(長坂) 次男の就活 (8)

第1章 イマドキの大学生 その7

 こうして希望のアパートに入居が決まり、大学も無事合格しトントン拍子の生活が始まったかに見えたが、人生は思うようにはいかない。1年生も終わりに近づいたある日、次男から電話があった。


(次男) 父さん、アパート変わりたいんだ。なるべく学校に近いところに。。。
(私)  えっ、だってお前 気に入ってるじゃないのか。。
(次男) そうだけど。。学校まで遠くて授業に行けてないんだ。このままだと単位が取れなくて。。


  話を聞くと、深夜のコンビニのバイトに週2日行くので、早朝に帰宅するとつい寝てしまうという。当初は学校の机で寝ていたが、最近は授業にでるのもオックウになったらしく、出席数不足で単位を2個ほど落とすという。

(私) そりゃ、お前が良いのなら仕方ないけど。。
(次男) とりあえず不動産屋に聞いたら、大学に近く値段も手頃な部屋を紹介してくれて。。。結構気にいったんだ。
(私) そうか。。。


 想えば、私の仕送りが少ないためバイト代を小遣いにするしかない状態だった。

(次男)父さんがOKしてくれたら、契約するつもりだけど。。
(私) 分かった。お前の好きなところにしろ、だけど家賃が上がっても仕送りは変わらないかな。。
(次男) 分かってるって。。


 こうして今のアパートに2年半ほど住んでいる。何度となく行ったが、陽当りも良くない一階で暮らしている。我妻も、“もうちょっと考えなさいよ! これじゃ布団も干せないでしょ。。”と散々言ったが、本人が「これで良し」と思っているのだから仕方がない。

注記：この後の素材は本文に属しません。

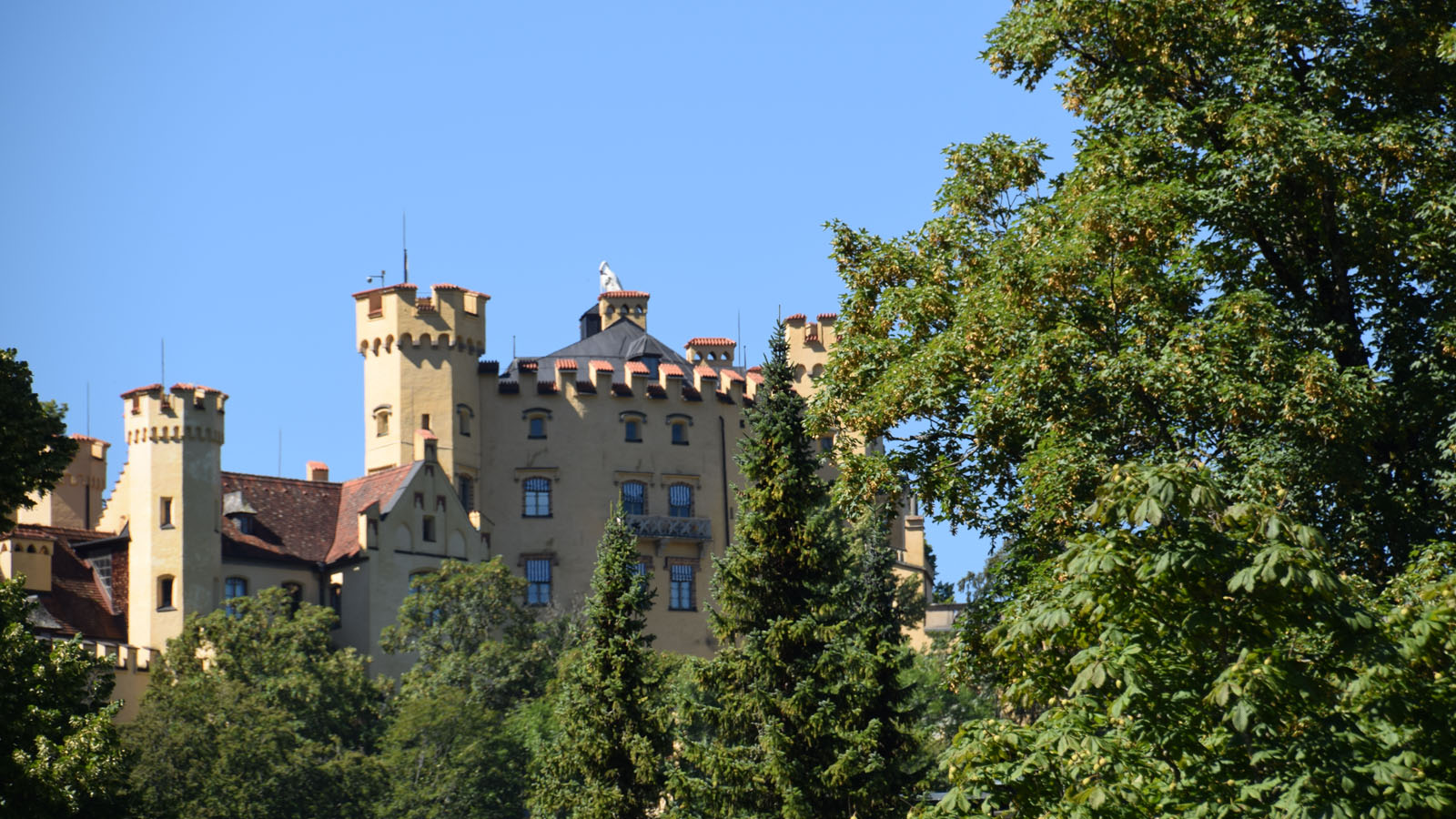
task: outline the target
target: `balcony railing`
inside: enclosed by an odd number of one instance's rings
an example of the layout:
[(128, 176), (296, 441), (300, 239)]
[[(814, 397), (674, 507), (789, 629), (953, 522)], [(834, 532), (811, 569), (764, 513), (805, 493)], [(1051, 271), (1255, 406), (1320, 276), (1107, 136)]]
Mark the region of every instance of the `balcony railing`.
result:
[(712, 541), (713, 522), (708, 517), (670, 517), (667, 514), (628, 514), (628, 528), (638, 538)]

 大きな津波が来たら逃げる場所もないので心配だが、せめて残り半年弱 地震が来ないこと、来てもアパートに居ないことを祈るばかりである。
(写真は東日本大震災津波。三重大も隣が海なので、この状態になってしまう。)

                                         続く


プラス1 色づく京都 直指庵(嵐山)

 写真は、嵐山の直指庵(じきしあん)である。今年の紅葉は普段より一週間ほど早いらしく、嵐山のモミジも枯れ始めていたが、ここは見頃を迎えていた。場所は観光の中心“渡月橋”から北へ2㌔ほど行った山間にある。静かなお寺で訪れる人も少なく、ゆっくりと紅葉見物をさせてもらった。
それにしても、平日だというのに嵐山の混雑は凄まじかった。当初は天龍寺に車を駐車してレンタサイクルで観光する予定だったが、朝9時で既に満車だった。それが逆に良かった。車で向かった最初のお寺が、ここ直指庵だったからだ。